Source: Journal of Advances in Modeling Earth Systems
Coastal impacts from climate change include floods, beach erosion, and storm surges, with each exacerbated by rising sea levels. Ocean tides directly affect each of these impacts, with tides also directly responding to climate change through changes to sea level, coastal geometry, river input, ocean stratification, and the cryosphere. For accurate tide modeling, we need information about the Sun and Moon as well as the self-attraction and loading (SAL) terms. The loading term arises from alterations in the mass felt by the solid earth that leads the crust to expand or compress, and the self-attraction term arises from perturbations to the gravity field due to self-gravity of both the load-deformed solid earth and the ocean tide itself.
Self-consistent and accurate calculations of SAL are generally complex and expensive, thus leading to many approximate methods that have limitations. Barton et al.  present a practical and accurate inline SAL calculation in the ocean component of the Department of Energy Earth system model. Their work shows how improvements to the SAL calculation, along with refinements to ocean grid spacing, enhance both the capability and accuracy available from global tide models.

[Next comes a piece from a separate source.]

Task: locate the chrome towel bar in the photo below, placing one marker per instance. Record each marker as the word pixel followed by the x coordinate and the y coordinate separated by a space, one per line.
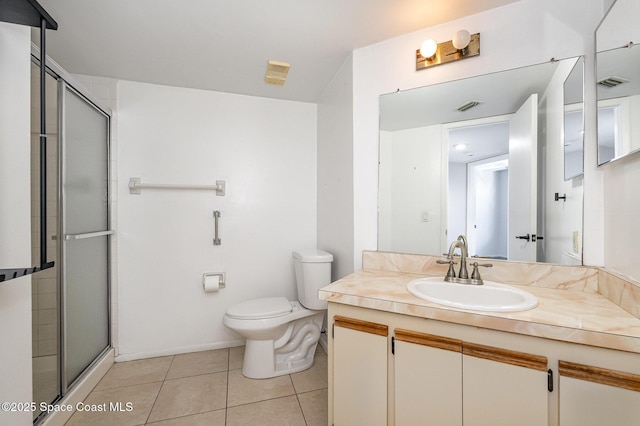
pixel 136 186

In addition to enhancing tide models, the authors provide a framework for computing SAL in comprehensive Earth system models used to study climate, as well as storm surge models used for predicting coastal impacts from storms. The methods detailed by Barton et al. are key to the “new wave” of Earth system models that include tides as well as interactive ice sheet models, each of which are relevant to address questions about climate change and its impacts along the world’s coasts.
Citation: Barton, K. N., Pal, N., Brus, S. R., Petersen, M. R., Arbic, B. K., Engwirda, D., et al. (2022). Global barotropic tide modeling using inline self-attraction and loading in MPAS-Ocean. Journal of Advances in Modeling Earth Systems, 14, e2022MS003207. https://doi.org/10.1029/2022MS003207
—Stephen Griffies, Editor in Chief, JAMES